What's important is that factories build real objects for you in a declarative and straighforward way, which let's you focus on the bits of data you need to setup your test and leave the rest for the factory to implement.

In the quest for real mocks

Alright! This is looking better, but does this mean that we can get rid of mocks once for all? Nope.

There are cases where it really makes sense to use mocks. I'll show you a couple of examples that, in my opinion, could serve as inspiration to use them successfully and write better tests. These mocks are:

Example 1: A verified mock

Django gives us an in-memory mailbox that captures all outgoing emails. What's interesting is that it sets up this dummy double by default when you inherit from TestCase, so writing these kind of tests becomes really easy.

from mymodule import Payment
# ...
from django.core import mail
from django.test import TestCase


class PaymentTestCase(TestCase):

    def test_process_cc_with_credit(self):
        # this factory will create an Invoice and a User associated to 
        # it, with the specified email
        InvoiceFactory.create(id=1, cost=5, user__email='foo@bar.com')
        # ... more code 

        # Test that payment receipt email has been sent.
        self.assertEqual(len(mail.outbox), 1)
        self.assertEqual(mail.outbox[0].to, ['foo@bar.com'])

Now, you might be thinking that I'm contradicting myself with this example, since no email is really being sent.

That is a valid concern, but, provided that in my code, I interact with an abstraction a framework gives us for sending emails, and that behind the scenes it is replacing the real email machinery with a double that mimics that behaviour, I believe I can still make assertions about my code that are good enough (even though no mail is sent).

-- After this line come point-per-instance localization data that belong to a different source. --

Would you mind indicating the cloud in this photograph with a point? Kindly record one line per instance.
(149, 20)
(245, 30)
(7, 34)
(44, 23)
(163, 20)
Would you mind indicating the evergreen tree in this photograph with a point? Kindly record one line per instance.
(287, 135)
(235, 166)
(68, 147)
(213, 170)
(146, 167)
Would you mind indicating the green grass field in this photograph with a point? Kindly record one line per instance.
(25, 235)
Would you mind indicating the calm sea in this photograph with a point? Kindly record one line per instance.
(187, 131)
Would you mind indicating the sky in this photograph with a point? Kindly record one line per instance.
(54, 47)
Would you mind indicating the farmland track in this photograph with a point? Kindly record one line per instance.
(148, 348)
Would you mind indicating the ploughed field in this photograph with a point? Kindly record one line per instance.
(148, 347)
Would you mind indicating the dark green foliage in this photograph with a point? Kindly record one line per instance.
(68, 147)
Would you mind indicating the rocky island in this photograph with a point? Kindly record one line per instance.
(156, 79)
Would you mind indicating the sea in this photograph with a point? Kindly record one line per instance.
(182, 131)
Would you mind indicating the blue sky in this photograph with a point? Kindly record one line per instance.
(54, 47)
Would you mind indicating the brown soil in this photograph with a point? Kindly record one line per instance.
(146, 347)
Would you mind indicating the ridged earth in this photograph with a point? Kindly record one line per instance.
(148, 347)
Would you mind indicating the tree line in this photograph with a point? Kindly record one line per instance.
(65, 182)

That framework is responsible for providing us with a good verified stub.

Example 2: An agnostic mock

Say for example that you need to hit a 3rd party API that you don't own, that probably has throttle limitations, no sandbox/testing ground, you cannot setup and run it locally, or all these together. Doing live testing is not really an option. But if you use something like vrc.py, then you profit from testing against real requests/responses that are recorded, so that next time you run the test suite it runs under safe and repeatable conditions, without hitting the net.

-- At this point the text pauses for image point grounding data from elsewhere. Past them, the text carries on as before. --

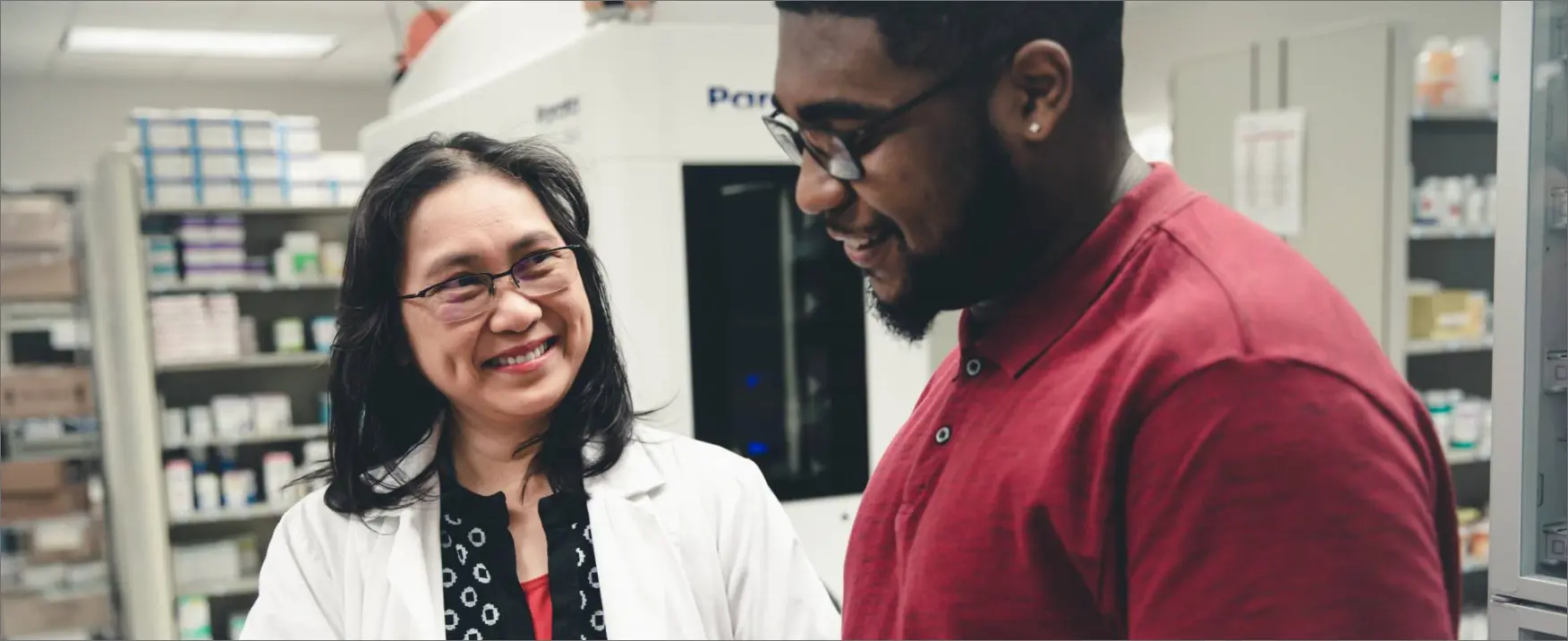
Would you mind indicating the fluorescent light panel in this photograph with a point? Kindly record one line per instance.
(217, 44)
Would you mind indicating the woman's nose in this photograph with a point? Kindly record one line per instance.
(513, 312)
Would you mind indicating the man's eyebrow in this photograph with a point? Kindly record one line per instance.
(834, 110)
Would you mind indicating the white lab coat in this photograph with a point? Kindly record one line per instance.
(690, 546)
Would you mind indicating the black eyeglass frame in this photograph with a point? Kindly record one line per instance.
(512, 271)
(853, 143)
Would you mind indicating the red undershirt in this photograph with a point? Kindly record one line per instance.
(538, 593)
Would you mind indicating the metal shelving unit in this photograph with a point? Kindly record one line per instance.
(248, 363)
(141, 386)
(74, 440)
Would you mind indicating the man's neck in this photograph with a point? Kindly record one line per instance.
(1132, 171)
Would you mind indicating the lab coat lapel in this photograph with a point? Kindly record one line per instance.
(413, 572)
(643, 584)
(414, 560)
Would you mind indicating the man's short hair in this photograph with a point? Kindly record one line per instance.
(944, 35)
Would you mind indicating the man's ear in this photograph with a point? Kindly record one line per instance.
(1040, 88)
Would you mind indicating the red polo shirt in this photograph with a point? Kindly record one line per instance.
(1184, 432)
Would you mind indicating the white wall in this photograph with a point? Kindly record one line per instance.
(1159, 35)
(54, 131)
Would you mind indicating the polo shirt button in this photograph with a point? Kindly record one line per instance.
(973, 367)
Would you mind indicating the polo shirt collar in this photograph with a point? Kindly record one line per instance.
(1044, 312)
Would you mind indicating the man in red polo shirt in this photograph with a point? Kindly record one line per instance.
(1161, 421)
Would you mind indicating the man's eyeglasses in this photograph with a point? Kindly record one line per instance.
(466, 296)
(839, 154)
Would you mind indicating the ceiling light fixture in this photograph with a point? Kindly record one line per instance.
(217, 44)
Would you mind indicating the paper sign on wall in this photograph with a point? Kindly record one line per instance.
(1269, 168)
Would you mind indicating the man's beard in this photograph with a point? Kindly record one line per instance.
(977, 261)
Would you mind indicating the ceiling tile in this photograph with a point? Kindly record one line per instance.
(246, 69)
(118, 66)
(200, 14)
(30, 31)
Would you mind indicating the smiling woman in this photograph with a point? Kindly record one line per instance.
(480, 400)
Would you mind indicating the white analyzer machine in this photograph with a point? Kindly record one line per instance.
(737, 313)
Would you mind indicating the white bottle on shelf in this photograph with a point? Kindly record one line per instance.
(1473, 74)
(1435, 74)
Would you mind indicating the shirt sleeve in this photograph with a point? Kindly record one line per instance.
(1280, 500)
(773, 590)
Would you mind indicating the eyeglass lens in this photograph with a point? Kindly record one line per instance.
(469, 295)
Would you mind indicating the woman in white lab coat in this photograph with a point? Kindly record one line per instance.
(488, 474)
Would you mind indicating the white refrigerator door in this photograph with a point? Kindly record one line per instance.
(1513, 621)
(1530, 472)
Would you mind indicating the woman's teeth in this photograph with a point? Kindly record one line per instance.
(521, 359)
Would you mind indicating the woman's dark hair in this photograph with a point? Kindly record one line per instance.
(383, 406)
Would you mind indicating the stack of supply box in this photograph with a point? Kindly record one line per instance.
(195, 328)
(239, 157)
(54, 576)
(214, 250)
(37, 261)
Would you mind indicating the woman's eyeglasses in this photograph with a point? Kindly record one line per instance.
(466, 296)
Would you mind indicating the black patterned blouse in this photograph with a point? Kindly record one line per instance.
(479, 571)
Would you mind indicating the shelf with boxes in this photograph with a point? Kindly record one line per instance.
(239, 157)
(229, 319)
(54, 541)
(201, 269)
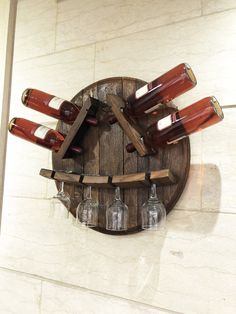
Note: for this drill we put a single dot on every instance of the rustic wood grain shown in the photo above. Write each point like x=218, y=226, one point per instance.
x=105, y=155
x=133, y=135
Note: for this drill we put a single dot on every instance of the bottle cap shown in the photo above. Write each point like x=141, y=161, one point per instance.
x=11, y=124
x=25, y=95
x=217, y=108
x=190, y=74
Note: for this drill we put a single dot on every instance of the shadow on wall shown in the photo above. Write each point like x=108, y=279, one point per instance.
x=201, y=198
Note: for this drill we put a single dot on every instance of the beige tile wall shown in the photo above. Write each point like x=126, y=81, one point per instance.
x=62, y=47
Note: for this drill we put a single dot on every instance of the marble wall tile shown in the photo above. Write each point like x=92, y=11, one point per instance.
x=19, y=294
x=35, y=28
x=212, y=6
x=62, y=74
x=190, y=268
x=207, y=43
x=59, y=299
x=83, y=22
x=24, y=161
x=218, y=150
x=191, y=197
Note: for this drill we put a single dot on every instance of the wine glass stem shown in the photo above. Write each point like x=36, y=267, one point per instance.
x=89, y=193
x=117, y=193
x=153, y=191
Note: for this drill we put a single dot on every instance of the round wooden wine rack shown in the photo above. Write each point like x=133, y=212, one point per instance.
x=105, y=155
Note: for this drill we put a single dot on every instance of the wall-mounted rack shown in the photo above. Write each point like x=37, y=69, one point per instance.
x=105, y=162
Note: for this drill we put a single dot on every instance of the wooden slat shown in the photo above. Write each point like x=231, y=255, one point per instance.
x=75, y=130
x=134, y=180
x=91, y=145
x=162, y=177
x=97, y=181
x=46, y=173
x=130, y=162
x=116, y=104
x=68, y=177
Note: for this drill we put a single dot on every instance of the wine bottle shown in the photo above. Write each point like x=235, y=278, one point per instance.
x=53, y=106
x=162, y=90
x=39, y=134
x=182, y=123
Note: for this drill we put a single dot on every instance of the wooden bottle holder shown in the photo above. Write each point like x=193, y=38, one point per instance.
x=105, y=162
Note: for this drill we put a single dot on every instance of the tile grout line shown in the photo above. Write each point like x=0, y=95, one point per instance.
x=55, y=37
x=40, y=297
x=94, y=61
x=122, y=36
x=79, y=288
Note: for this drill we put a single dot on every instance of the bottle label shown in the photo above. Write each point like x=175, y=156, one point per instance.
x=164, y=123
x=141, y=91
x=55, y=103
x=176, y=140
x=41, y=132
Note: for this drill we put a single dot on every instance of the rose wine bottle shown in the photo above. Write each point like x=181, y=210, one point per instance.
x=162, y=90
x=39, y=134
x=182, y=123
x=53, y=106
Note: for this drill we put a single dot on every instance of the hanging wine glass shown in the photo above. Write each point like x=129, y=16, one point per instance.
x=60, y=204
x=117, y=214
x=87, y=211
x=153, y=212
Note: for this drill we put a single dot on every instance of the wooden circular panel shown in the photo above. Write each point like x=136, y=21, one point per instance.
x=105, y=154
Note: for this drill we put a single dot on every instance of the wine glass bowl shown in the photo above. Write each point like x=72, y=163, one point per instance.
x=60, y=204
x=153, y=212
x=87, y=211
x=117, y=214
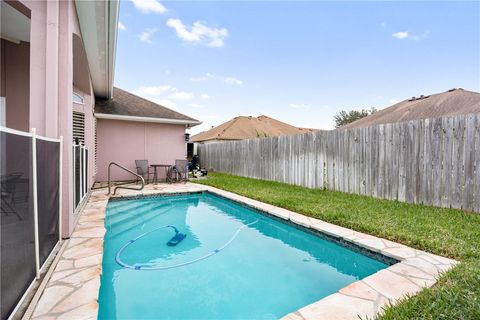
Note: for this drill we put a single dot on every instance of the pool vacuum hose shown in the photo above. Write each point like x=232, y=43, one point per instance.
x=173, y=242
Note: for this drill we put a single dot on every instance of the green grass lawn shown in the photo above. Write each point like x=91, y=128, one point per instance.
x=446, y=232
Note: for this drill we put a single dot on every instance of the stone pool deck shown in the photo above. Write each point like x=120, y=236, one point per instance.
x=71, y=291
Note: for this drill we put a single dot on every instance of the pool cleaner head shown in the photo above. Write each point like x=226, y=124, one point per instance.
x=177, y=238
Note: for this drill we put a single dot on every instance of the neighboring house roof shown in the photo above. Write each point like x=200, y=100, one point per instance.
x=127, y=106
x=242, y=127
x=449, y=103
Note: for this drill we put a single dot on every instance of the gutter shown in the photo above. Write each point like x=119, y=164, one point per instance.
x=188, y=123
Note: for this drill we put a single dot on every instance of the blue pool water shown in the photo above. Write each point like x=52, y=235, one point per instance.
x=267, y=270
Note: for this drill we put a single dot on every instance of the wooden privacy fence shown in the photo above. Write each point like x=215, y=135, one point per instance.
x=432, y=161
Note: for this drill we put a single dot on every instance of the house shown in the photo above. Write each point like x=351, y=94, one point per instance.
x=240, y=128
x=59, y=113
x=57, y=57
x=449, y=103
x=131, y=128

from mymodule import Payment 
# ...
import vcr


class PaymentTestCase(unittest.TestCase):

    @vcr.use_cassette('stripe_responses/cc_with_credit.yaml')
    def test_process_cc_with_credit(self):
        # ... more code

    @vcr.use_cassette('stripe_responses/cc_without_credit.yaml')
    def test_process_cc_without_credit(self):
        # ... more code 

If the 3rd party API changes, you don't have to do anything but delete the recorded responses, and your test will do all the work for you, updating the test cases with the new responses. Should you need more control over a certain response that is not easy to reproduce, (like a 500 error response), you can achieve that with httpretty.

import httpretty

class PaymentTestCase(unittest.TestCase):
    @httpretty.activate
    def test_process_handles_failure_from_stripe():
        httpretty.register_uri(httpretty.GET, 'https://api.stripe.com',
                               body='{"success": false}', status=500,
                               content_type='text/json')
        # ... more code
        payment.process()
        self.assertEqual(payment.status, 'failed')

I consider httpretty and vcr.py to be good examples of agnostic mocks, since they can be used no matter which network library you are using.

Example 3: A precise mock

When you need to test code that deals with dates, mocks will be very handy too. Let's see an example.

from datetime import datetime

class Payment:

    def process(self):
        # ... more code
        self.date = datetime.now()
        self.save()

To test this, you would have to write tests that have almost the same code you are trying to test, and, depending on how precise the dates you are handling are, your tests could fail from time to time, ie: some tests might fail when you run them at midnight, or fail because of a difference of one millisecond.

class PaymentTestCase(unittest.TestCase):
    def test_payment_date_is_saved(self):
        # ... more code
        payment.process()
        self.assertEqual(payment.date, datetime.now())  # this won't work

Now, when we test using the freezegun module, we can ditch the mock everything strategy.

from freezegun import freeze_time

class PaymentTestCase(unittest.TestCase):
    def test_payment_date_is_saved(self):
        # ... more code
        with freeze_time('2012-01-01'):
            payment.process()

        self.assertEqual(payment.date.strftime('%Y-%m-%d'), '2012-01-02')

You can see how we avoided mocking datetime.now() and we how we can even use strftime() in our tests. Because freezegun is precise, it only mocks datetime functions that are used to obtain the current time, and leaves everything else untouched. We made time behave deterministically using a nice declarative API, that doesn't get in our way. We can even calculate the payment date using other libraries.

import arrow

class Payment:

    def process(self):
        # ... more code
        self.date = arrow.now()  # Our test still passes :)
        self.save()

Need for speed

I mentioned that using mocks was a legit excuse for speeding your tests, and staying away from slow parts like the database. Well if you used an ORM and your data structures are pretty standard, then you may be able to switch to an in-memory sqlite database just to run your tests.

Another possibility that's worth exploring, but I haven't tried myself though, is to mount the database in a tmpfs filesystem, or combine that with a custom docker build to gain speed, but at the same time, run the tests against the db engine you use in production, and thus, gain also reliability.

In case you don't want to mess with custom setups for testing, there are some easy tricks to speed your tests like running them in parallel:

$ nosetests --processes=NUM

provided that your tests can run concurrently and are IO bound, or simply throw hardware at the problem with more RAM, a more powerful CPU or an SSD.

In conclusion

Mock yourself not your tests :P